Industrial Cluster 2.0: Beyond traditional industrial parks, there are now sector-specific clusters with plug-and-play infrastructure (like the Electronics Manufacturing Clusters) and common facility centers for testing and prototyping.
The Rise of “Manufacturing-as-a-Service” (MaaS): Startups like Zetwerk and Groyyo act as matchmakers, connecting small manufacturers with large order books and providing tech for quality control and supply chain visibility. This allows a new entrepreneur to focus on production while the platform handles client discovery and fulfilment logistics.
DeepTech and IIoT: Startups are leveraging Industrial Internet of Things (IIoT), AI, and automation from the outset. A small factory can use sensors for predictive maintenance, computer vision for quality inspection, and data analytics for yield optimization, achieving productivity levels that rival larger, less agile incumbents.
Case Study: “Ather Energy” – A Blueprint for the New Maker
While now a well-known EV brand, Ather Energy‘s journey is a masterclass in the new “Make in India” entrepreneurship.
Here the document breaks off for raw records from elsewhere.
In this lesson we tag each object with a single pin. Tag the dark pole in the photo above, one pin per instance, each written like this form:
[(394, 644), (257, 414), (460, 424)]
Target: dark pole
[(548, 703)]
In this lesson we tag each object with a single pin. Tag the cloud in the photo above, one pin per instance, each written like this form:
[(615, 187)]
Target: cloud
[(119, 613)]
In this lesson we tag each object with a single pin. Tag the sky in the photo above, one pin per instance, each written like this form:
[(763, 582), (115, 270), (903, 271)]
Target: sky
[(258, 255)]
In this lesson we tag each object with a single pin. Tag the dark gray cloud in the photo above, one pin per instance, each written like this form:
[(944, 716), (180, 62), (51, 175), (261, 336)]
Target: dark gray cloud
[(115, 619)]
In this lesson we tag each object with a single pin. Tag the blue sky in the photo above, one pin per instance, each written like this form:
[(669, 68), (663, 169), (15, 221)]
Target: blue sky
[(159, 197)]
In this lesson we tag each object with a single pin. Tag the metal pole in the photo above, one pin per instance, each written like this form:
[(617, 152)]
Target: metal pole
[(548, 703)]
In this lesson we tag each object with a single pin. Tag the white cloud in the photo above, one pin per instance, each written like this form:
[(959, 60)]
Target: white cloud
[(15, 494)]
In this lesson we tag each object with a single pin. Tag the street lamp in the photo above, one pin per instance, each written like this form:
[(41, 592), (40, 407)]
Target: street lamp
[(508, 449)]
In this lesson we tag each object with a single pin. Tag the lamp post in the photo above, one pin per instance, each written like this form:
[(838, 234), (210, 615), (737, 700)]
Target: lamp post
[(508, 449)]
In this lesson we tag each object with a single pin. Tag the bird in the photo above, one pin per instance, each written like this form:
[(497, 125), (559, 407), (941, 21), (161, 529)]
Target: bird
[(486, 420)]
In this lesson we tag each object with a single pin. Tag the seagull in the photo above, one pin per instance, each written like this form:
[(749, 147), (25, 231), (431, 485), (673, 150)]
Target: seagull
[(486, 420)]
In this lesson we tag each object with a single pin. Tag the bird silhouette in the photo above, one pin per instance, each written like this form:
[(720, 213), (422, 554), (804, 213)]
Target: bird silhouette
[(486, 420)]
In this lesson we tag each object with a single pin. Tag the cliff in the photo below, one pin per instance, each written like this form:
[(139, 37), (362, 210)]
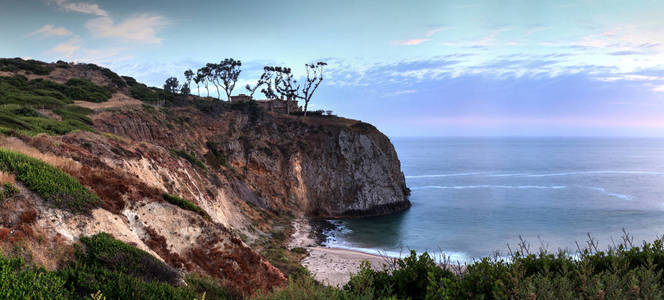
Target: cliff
[(245, 168)]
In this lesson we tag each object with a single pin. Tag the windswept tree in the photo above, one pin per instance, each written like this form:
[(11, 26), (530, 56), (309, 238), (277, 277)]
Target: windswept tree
[(212, 76), (286, 86), (189, 75), (228, 71), (171, 85), (201, 76), (265, 79), (314, 78)]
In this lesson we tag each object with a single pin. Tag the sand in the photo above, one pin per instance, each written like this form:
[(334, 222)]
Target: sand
[(331, 266)]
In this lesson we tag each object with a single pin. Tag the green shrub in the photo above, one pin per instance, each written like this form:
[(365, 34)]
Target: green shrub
[(623, 272), (20, 282), (144, 93), (206, 285), (102, 266), (75, 113), (189, 157), (306, 288), (115, 78), (102, 250), (30, 66), (83, 89), (19, 97), (8, 190), (185, 204), (50, 183)]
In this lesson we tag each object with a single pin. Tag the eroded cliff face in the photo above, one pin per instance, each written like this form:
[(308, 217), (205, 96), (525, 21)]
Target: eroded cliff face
[(329, 167), (244, 167)]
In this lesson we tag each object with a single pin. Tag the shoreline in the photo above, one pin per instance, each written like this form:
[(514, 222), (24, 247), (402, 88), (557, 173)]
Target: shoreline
[(331, 266)]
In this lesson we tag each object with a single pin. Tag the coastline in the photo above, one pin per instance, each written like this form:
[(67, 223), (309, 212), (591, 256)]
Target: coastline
[(331, 266)]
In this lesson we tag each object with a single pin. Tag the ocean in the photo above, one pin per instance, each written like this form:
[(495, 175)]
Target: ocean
[(472, 197)]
They didn’t just design a scooter; they chose to vertically integrate and manufacture core components in-house, including the battery pack, powertrain, and charger.
Deep Manufacturing: They built their own factory in Hosur, focusing on precision and quality control, treating manufacturing as a core competency, not a cost center to be outsourced.
Supply Chain Development: They worked tirelessly to develop a local vendor ecosystem for parts that met their specifications, effectively building a mini-industrial cluster around themselves and uplifting ancillary units.
Product-Led Identity: Their product’s quality and performance, rooted in their manufacturing prowess, became their key brand differentiator in a crowded market.
Ather proved that an Indian startup could design, engineer, and manufacture a complex, tech-intensive product to world-class standards, creating immense intellectual property and supply chain value in the process.
Strategic Imperative: Think “Micro-Multinational” from Day One
The blueprint for the new manufacturing startup is clear:
Identify a Critical Gap: Focus on a component or product with high import dependence and reasonable technical feasibility.
Design for Global Scale: Engineer the product and process to meet international quality benchmarks. Seek necessary certifications early.
Leverage the Policy Stack: Actively structure the business to qualify for relevant PLI schemes, state-level incentives, and export promotion policies.
Embrace Smart Manufacturing: Build a tech-enabled, data-driven factory floor. Efficiency and quality consistency are your defensible moats.
Target Anchor Customers: Approach large OEMs (Original Equipment Manufacturers) setting up shop in India. Becoming a tier-2 or tier-3 supplier provides stable demand and a steep learning curve.
In conclusion, “Make in India” has shed its old skin. It is now a vibrant, opportunity-rich landscape for entrepreneurs with an engineering mindset and a builder’s grit. The government has laid the table with PLI schemes and geopolitical tailwinds. The global corporations are here, looking for partners. The missing piece is the agile, innovative Indian startup that can manufacture to global standards. This is the decade to build not just apps, but atoms; not just software, but sophisticated hardware. The next wave of Indian unicorns will not just be coded in Bengaluru; they will be forged on the factory floors of Hosur, Tirupur, and Pune.